クモ膜下出血は命にかかわることが多い怖い病気であり、突然死の6.6%がこれによると言われている。もともと、くも膜下出血は壮年期(40〜50代)の人に多いとされていたが、最近、高齢者に増えている。
くも膜下出血の多く(約80%)は、脳の血管に知らないうちに出来た「動脈のこぶ」が破裂して出血することによる。この「動脈のこぶ」のことを脳動脈瘤(のうどうみゃくりゅう)と言う。脳動脈瘤は、動脈の一部分が風船のように膨らんでできるが、小さいため、一般に破れるまでに症状が出ることがなく、くも膜下出血を起こすまで気づかれることはまずない。すなわち、何の前触れもなく、それまでどうもなかった方に、突然に起こることが多い。これがある日、破れて出血すると、激しい頭痛が起こる。ひどい時には意識を失ってこん睡状態となり、意識が回復しないまま死亡することもある。

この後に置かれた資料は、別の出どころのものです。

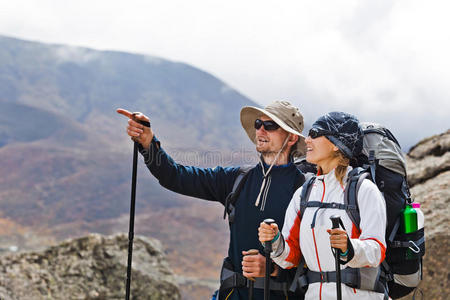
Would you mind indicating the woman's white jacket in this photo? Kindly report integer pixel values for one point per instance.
(314, 243)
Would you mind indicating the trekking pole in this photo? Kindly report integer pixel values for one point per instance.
(131, 226)
(251, 280)
(132, 209)
(336, 220)
(267, 250)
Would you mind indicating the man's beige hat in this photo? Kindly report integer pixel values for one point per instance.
(284, 114)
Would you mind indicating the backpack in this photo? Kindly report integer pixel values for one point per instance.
(382, 161)
(307, 169)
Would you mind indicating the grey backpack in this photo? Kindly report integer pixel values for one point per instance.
(383, 162)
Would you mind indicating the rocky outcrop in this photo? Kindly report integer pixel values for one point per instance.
(91, 267)
(429, 177)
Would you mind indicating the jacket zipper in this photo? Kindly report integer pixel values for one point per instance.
(315, 245)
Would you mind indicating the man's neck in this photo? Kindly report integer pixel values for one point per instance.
(268, 158)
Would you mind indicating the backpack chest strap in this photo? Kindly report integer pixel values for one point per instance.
(321, 205)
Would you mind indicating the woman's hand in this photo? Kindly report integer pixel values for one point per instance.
(267, 232)
(338, 239)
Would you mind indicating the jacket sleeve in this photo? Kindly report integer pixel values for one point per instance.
(206, 183)
(287, 252)
(370, 247)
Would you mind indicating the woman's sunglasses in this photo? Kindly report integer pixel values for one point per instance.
(316, 132)
(268, 125)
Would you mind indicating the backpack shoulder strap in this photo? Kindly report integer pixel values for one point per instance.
(355, 179)
(306, 191)
(231, 198)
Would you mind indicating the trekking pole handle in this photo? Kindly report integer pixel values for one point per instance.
(268, 244)
(335, 220)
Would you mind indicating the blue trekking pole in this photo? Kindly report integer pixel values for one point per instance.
(336, 220)
(267, 250)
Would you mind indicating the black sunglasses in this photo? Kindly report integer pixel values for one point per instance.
(268, 125)
(316, 132)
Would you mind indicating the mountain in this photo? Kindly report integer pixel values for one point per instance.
(66, 159)
(186, 105)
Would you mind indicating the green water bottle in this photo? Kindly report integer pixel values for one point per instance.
(409, 223)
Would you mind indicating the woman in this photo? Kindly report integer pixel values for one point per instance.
(334, 140)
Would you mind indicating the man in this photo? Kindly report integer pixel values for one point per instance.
(266, 193)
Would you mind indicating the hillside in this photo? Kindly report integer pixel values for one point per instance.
(66, 160)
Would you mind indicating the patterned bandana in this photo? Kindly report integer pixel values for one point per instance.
(345, 132)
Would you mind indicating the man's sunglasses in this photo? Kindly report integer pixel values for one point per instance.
(268, 125)
(316, 132)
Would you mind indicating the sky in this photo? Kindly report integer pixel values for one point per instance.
(385, 61)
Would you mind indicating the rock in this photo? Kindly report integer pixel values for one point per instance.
(436, 145)
(91, 267)
(429, 177)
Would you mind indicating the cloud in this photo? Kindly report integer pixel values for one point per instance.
(383, 60)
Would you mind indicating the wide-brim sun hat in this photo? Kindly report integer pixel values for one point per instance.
(284, 114)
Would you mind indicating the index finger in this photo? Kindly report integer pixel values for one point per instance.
(125, 112)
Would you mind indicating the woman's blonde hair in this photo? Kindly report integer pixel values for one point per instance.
(341, 169)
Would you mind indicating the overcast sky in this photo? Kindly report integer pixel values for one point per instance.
(383, 60)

頭痛は「今まで経験したことのないような」、「頭が割れるような」、「金属バットで殴られたような」と表現されるような、激しい頭痛のことが多い。しかし、「人生最悪の頭痛」と表現するほどのひどい頭痛は25%程度と言われ、軽い頭痛のことも結構、多い。また頭痛は突然起こるというのが最大の特徴なので、いつ頭痛が起こったかと尋ねると、何時、何分に起こったなどと発病した時間がはっきりしているのが特徴である。
くも膜下出血を起こした後、5〜7日以内に
CTをとれば、90%に出血を確認することができる。頭痛が軽いなどのためCTを行わず、初診時に風邪、高血圧、片頭痛として見逃される例が国内で5〜8%程度あるとの調査結果も報告されている(海外では12%)。注意が必要なのは、くも膜下出血でも軽い場合や、出血してから日にちがたってからではCTに写らないこともある。すなわちCTをとって、異常がなかったからと言っても安心はできない。

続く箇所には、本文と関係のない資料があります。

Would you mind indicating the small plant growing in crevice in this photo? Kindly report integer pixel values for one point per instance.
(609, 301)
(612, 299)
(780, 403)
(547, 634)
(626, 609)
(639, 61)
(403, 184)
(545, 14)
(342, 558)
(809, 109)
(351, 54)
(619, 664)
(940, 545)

一旦、くも膜下出血を起こせば、最初の出血で1/3が死亡する。更に、その後に起こる脳血管攣縮(れんしゅく)や再出血(一旦止まった脳動脈瘤の出血が、もう一度、破裂して大出血を起こすこと)により、4週間以内に約半数以上が死亡すると言われる。特に再出血を起こして亡くなる方が多いが、この再出血は最初の出血から24時間以内が最も多い。手術が行われた破裂脳動脈瘤の予後は、60%前後は良好で社会復帰可能となる。
1、突然に起こった頭痛では、例え軽い頭痛であっても、くも膜下出血の可能性を考える。
2、頭痛持ちの方でも、いつもの頭痛と違う時は注意が必要である。
3、突然に起こった頭痛では、一晩待たずに、すぐに専門の医師の診察を受けること。
4、稀に、くも膜下出血の前ぶれとして、片方のマブタが下がってくる(動眼神経麻痺)ことがある。